Why Your Calves Won't Grow

Posted by Ryan McArdle @ryanrobertt on Aug 30th 2017

I’m sure you’re sitting there rolling your eyes at yet another article about why your calves are small, but you’re wrong! Not about your calves being small, they are… but let me tell you about how you can fix that and get you looking like Tom Platz.

Let start with a quick science lesson. The calf is made up of two muscles: the gastrocnemius and the soleus. The gastrocnemius makes up the bulk of the calf muscle and is what is visible through the skin. The soleus is a flat muscle that lies beneath the gastroc and isn’t quite visible, but that doesn’t mean it’s not important!

These two muscles merge together at the bottom of the calf and are connected to the Achilles tendon. The purpose of them is to elevate the heel and promote forward movement. Even though the gastrocnemius is mostly used for plantar flexion it also assists in knee flexion. As I said before the soleus is still very important, as it is consisted of “slow-twitch muscle fibers” which is why you can run and jump for periods of time without fatiguing the calf too much. These fibers also contribute to ankle stability; without them we’d be falling all over the place like Kendrick Perkins on the court.

Now down to business, the main movements needed to grow the gastrocnemius are: standing calf raises and donkey calf raises. Both requiring the leg to be straight.

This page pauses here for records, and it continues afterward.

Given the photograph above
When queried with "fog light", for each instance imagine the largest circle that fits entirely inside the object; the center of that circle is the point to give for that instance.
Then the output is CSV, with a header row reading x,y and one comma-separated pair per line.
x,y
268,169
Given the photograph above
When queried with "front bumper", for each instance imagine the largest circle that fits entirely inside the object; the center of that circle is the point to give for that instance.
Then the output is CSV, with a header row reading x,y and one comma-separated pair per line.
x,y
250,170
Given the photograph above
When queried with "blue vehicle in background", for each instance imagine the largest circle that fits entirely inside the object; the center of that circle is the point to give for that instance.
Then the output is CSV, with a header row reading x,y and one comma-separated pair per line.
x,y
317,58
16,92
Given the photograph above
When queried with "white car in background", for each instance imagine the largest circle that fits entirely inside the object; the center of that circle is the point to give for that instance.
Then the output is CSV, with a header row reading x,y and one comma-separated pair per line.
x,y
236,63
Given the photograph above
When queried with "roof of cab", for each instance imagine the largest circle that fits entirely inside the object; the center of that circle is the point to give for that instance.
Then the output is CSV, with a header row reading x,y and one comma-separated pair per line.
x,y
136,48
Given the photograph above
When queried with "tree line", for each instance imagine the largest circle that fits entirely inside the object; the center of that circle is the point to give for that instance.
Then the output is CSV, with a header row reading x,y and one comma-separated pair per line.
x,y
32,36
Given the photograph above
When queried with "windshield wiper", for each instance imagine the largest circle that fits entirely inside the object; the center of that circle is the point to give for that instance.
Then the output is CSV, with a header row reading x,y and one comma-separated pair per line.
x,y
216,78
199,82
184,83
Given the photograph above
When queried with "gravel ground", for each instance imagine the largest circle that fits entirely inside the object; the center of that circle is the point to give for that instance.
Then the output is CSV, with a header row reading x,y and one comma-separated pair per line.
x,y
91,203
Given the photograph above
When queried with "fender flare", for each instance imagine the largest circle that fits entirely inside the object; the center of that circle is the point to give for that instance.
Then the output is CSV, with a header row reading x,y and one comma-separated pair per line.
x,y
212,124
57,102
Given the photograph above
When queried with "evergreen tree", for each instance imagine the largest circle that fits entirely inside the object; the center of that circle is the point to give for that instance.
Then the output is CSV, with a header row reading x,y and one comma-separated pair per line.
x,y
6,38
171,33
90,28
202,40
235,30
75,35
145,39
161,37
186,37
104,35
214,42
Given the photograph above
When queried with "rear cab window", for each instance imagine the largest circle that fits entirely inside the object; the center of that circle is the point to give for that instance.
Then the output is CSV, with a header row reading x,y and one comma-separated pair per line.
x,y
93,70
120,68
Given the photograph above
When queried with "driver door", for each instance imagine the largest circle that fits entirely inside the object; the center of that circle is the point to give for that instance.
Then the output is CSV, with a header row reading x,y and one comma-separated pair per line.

Here’s the kicker, because these muscles connect to the Achilles tendon there’s something called “elastic recoil” which means when you overload these movements and bounce the weight at the bottom you’re not actually working your calf muscles. The same goes for isolating the soleus with bent knee calf raises, it is not optimal to speed through 50 reps with four plates and then complain that your calves haven’t grown in years.

The key is to have a slow eccentric(lowering) movement and pause at the bottom of each rep as well as a slow concentric(lifting) movement with a hard squeeze at the top of the lift. Through my own trial and error, I would suggest having a combination of heavier weight with low reps as well as a bit lighter with higher reps. No matter which one you’re doing I insist that you take it as slow as possible to get the most out of these exercises. Follow these simple steps in your workouts and soon your knee sleeves will be obsolete from not being able to get past your calves!